One is properly confused. The 500,000 UK figure was supposed to be a certainty. The same percentage drop that the Imperial College’s researchers used to ratchet down their original UK fatality predictions (from 500,000 to fewer than 5,700) would imply a very steep drop in the predicted death rate in the US from the originally predicted 2.2 million to about 25,000 coronavirus deaths. That death toll – bad as it is – is the same as a mid-range death rate for a normal flu season in the US.  Show their work!

And there is another troubling aspect to all this: It is serious business to determine whether the harm from the coronavirus is worse than the damage from creating something worse than the 1930s Great Depression. But the lockdown-and-economy-be-damned strategy has been implemented with little if any debate. And the people’s representatives have apparently gone into hiding. In fact, it appears the debate is controlled – and important decisions are made, unchallenged – by people who have government jobs, well-funded academic sinecures or secure pensions.

I suppose that makes sense. After all, what would the lower orders know about such things? They’ve not done the modeling.  Taking a few weeks or months off from the job and sitting at home looks a lot different when you’ve got a secure paycheck coming in. You can just telework.  Presumably the 3.2 million Americans who applied for unemployment benefits last week didn’t get the message. And how exactly do hotel and restaurant workers, department store clerks, or laid off pilots and flight attendants telework?

Maybe just give everyone a couple of thousand dollars?  That doesn’t go very far, but does bring to mind Marie Antoinette’s apocryphal “Let them eat cake.” The Japanese government in fact tried this a couple of times over the last 20 years. It didn’t work. One wonders if anyone in Washington knows that unemployment will kill a person just as dead as the coronavirus. It just takes longer.

The Great Depression permanently scarred my parents, and they passed some of the angst on to me. So I would prioritize the economy. Vietnam veterans might also detect something familiar about the argument for letting the economy crash in order to “save lives.”  Sounds a bit like the line, “We had to destroy the village to save it.” Robert McNamara presumably had an algorithm.

Regardless of how one comes down on this, one ought to grasp the importance of not being awed by credentials and models.  Even Dr. Anthony Fauci is not the font of all knowledge. Indeed, on January 26, 2020, he said regarding the coronavirus:

“It’s a very, very low risk to the United States.” He added, “But it’s something that we as public health officials need to take very seriously.… It isn’t something the American public needs to worry about or be frightened about.” Really?

All this ought to prompt journalists and political leaders to demand detailed answers as to what the details are behind these models and estimates – and the economic and social effects.  Instead, there is a uniform disinclination to ask for or to give out that information.

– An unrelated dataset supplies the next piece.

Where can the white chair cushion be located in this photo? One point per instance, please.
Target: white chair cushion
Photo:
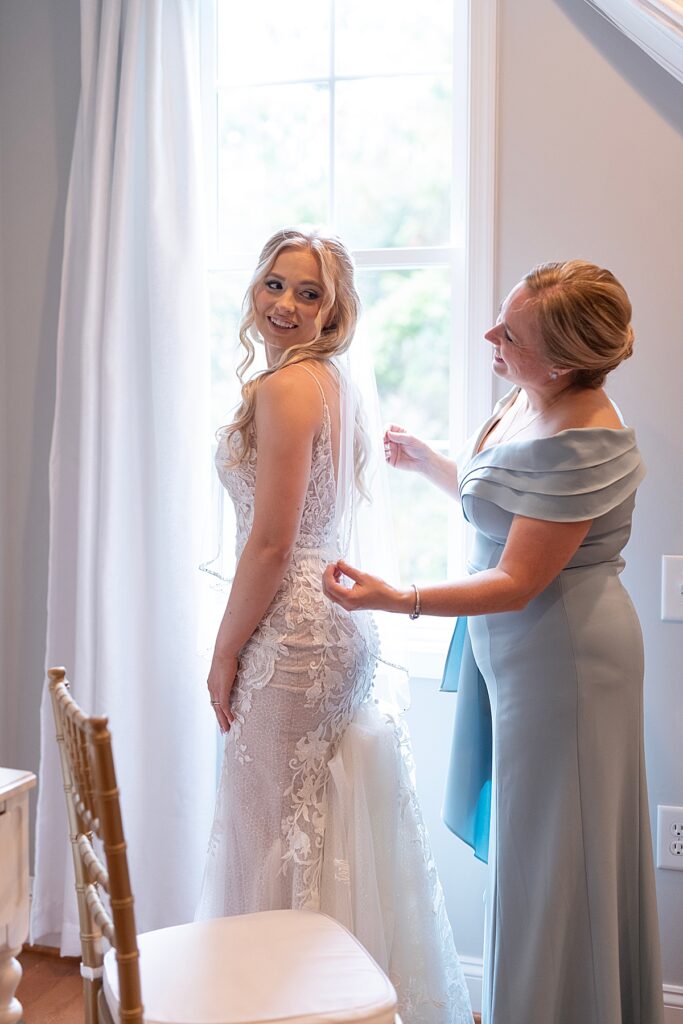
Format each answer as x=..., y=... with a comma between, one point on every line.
x=294, y=966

On the journalists’ part, maybe it is laziness or maybe something more – given media animosity toward the president. As for the medical professionals, maybe it’s fear of being shown to be a lot less omniscient that they are fond of pretending to be.

As for politicians, it’s anybody’s guess. Tough times, for sure. But one sometimes would rather have seven Marine gunnery sergeants on hand rather than any number of health care professionals and politicians with their hair on fire warning us that we either die or go on lockdown until they let us out.